The Telescopes in The Workman’s Club on November 13th 2014

All Tomorrow’s Parties seem to have a knack for rejuvenation. The Telescopes released their first single Forever Close Your Eyes in 1988, a split 7” flexi-disc with Loop just one year after their formation. In recent years, both bands have played at ATP festivals – the former as invitees of Portishead at the 2011 city event in London and the latter as joint curators of the final ‘End Of An Era: Part 2’ shindig. Both bands’ trance-like noise creation remains as absorbing as ever.

It’s been almost seven years since The Telescopes’ last album ‘Infinite Suns’, although singles have been trickling out in the interim, and a new album is currently in progress at Brian Jonestown Massacre’s Anton Newcombe’s Berlin recording studio.

Tonight is the first date of their Irish tour with The Vincent(s).

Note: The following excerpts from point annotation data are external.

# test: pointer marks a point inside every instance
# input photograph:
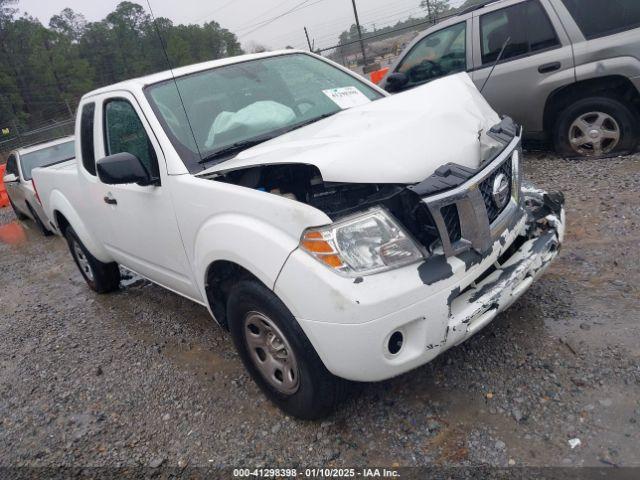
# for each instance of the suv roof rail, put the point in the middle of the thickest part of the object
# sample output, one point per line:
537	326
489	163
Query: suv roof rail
477	6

The touring gods aren’t on the side of the Cork band on this rain-soaked occasion, though, as the group broke down en route to Dublin – mechanically, that is. As such, tonight’s rumbling drones are provided solely by the headlining quartet. Singer and founding member Stephen Lawrie’s mic stand is locked at half-mast at the front of the stage, a symbol of respect for their fallen comrades; a fanciful notion, granted – more practically, it’s because he spends a good part of the set doubled over howling or on his knees on the floor.

As the elongated, squalling intro gives way to Perfect Needle, Lawrie frequently modifies his vocal with the amp at the side of the stage and via pedals on the floor, wringing it through varying degrees of distortion and echo. The guitarist steps down onto the dancefloor mid-set, playing and swaying as Lawrie howls into the mic during the lengthiest portion of the set, a hypnotic oscillating wall of noise. The guitar is a sonic tool to be handled without care; strings are scraped off the edge of the stage, the head is driven onto whatever surface is nearby, while the neck is caressed with bottleneck or paintbrush to elicit varying levels of texture.

As the momentum slows to a crawl, the drummer, although seated, is the tallest man onstage, as each player descends to the floor to engage in their own insular auditory tinkering. Things gradually solidify; a beat emerges from the dense mire, spacey vocals intone, and the drummer becomes a flurry of hair as the accelerator is pressed towards a crescendo.

Once reached, the stage empties; a guitar propped on its side against the amp is the only sign of sentience, emitting a constant chopping hum of feedback. On it goes, and on, until the venue’s fire alarm goes off as if in some sort of chaotic discordant harmony. Nobody leaves.